Channing Laboratory, Department of Medicine, Harvard Medical School and Brigham and Women's Hospital, Harvard School of Public Health, 665 Huntington Avenue, Boston, Massachusetts 02115, USA. email@example.com
Prostate cancer is the most common incident cancer and the second leading cause of cancer mortality in U.S. males. Higher milk intake has been relatively consistently associated with an increased risk of prostate cancer, especially advanced prostate cancer. Some data suggest that high intake of calcium might account for this association, but this relationship remains controversial. We hypothesized that high calcium intake, possibly by lowering 1,25(OH)2 vitamin D levels, is associated with poorer differentiation in prostate cancer and thereby with fatal prostate cancer. We examined calcium intake in relation to prostate cancer risk using data from the Health Professionals Follow-up Study, a prospective cohort study of 47,750 male health professionals with no history of cancer other than nonmelanoma skin cancer at baseline. We assessed total, dietary, and supplementary calcium intake in 1986, 1990, 1994, and 1998, using a validated food frequency questionnaire.

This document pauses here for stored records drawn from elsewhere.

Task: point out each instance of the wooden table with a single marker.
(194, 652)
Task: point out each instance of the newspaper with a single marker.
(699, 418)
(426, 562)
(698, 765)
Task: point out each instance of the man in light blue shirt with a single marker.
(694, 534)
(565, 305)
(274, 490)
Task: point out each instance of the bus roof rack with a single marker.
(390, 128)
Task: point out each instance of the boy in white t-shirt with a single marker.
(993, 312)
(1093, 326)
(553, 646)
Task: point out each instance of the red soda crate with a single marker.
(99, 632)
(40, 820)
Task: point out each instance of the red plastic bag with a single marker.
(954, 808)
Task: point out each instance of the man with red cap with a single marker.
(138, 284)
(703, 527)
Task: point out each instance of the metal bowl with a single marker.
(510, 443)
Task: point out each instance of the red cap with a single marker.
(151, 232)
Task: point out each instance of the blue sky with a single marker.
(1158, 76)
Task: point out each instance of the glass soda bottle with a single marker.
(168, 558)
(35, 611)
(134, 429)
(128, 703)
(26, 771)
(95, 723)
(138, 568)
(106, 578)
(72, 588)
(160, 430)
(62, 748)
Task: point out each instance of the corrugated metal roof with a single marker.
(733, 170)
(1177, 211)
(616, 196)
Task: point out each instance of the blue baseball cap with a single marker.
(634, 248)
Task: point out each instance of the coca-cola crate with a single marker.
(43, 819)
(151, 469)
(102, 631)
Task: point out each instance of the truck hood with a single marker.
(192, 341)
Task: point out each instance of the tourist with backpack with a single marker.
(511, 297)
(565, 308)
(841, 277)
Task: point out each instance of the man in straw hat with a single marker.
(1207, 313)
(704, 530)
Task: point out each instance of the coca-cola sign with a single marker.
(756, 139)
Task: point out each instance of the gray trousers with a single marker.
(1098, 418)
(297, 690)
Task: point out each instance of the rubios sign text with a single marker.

We calculated the multivariable relative risk (RR) and 95% confidence intervals (95% CI) using Cox proportional hazards regression. Over 16 years of follow-up, we identified 3,544 total cases of prostate cancer, 523 advanced (extraprostatic) cases, and 312 fatal cases. Higher calcium intake was not appreciably associated with total or nonadvanced prostate cancer but was associated with a higher risk of advanced and fatal prostate cancer [for fatal prostate cancer, compared with men whose long-term calcium intake was 500-749 mg/d (excluding supplement use of <5 years); those with intakes of 1,500-1,999 mg/d had a RR, 1.87; 95% CI, 1.17-3.01; and those with > or = 2,000 mg/d had a RR, 2.43; 95% CI, 1.32-4.48; P(trend) = 0.003]. Dietary calcium and supplementary calcium were independently associated with an increased risk. For high-grade prostate cancer (Gleason > or = 7), an association was observed for high versus low calcium intake (RR, 1.89; 95% CI, 1.32-2.71; P(trend) = 0.005), but a nonsignificant, inverse association was observed for organ-confined, low-grade prostate cancer (RR, 0.79; 95% CI, 0.50-1.25; P(trend) = 0.09). In a sample of this cohort, higher calcium intake was associated with lower circulating 1,25(OH)2 vitamin D levels. Our findings suggest that calcium intakes exceeding 1,500 mg/d may be associated with a decrease in differentiation in prostate cancer and ultimately with a higher risk of advanced and fatal prostate cancer but not with well-differentiated, organ-confined cancers.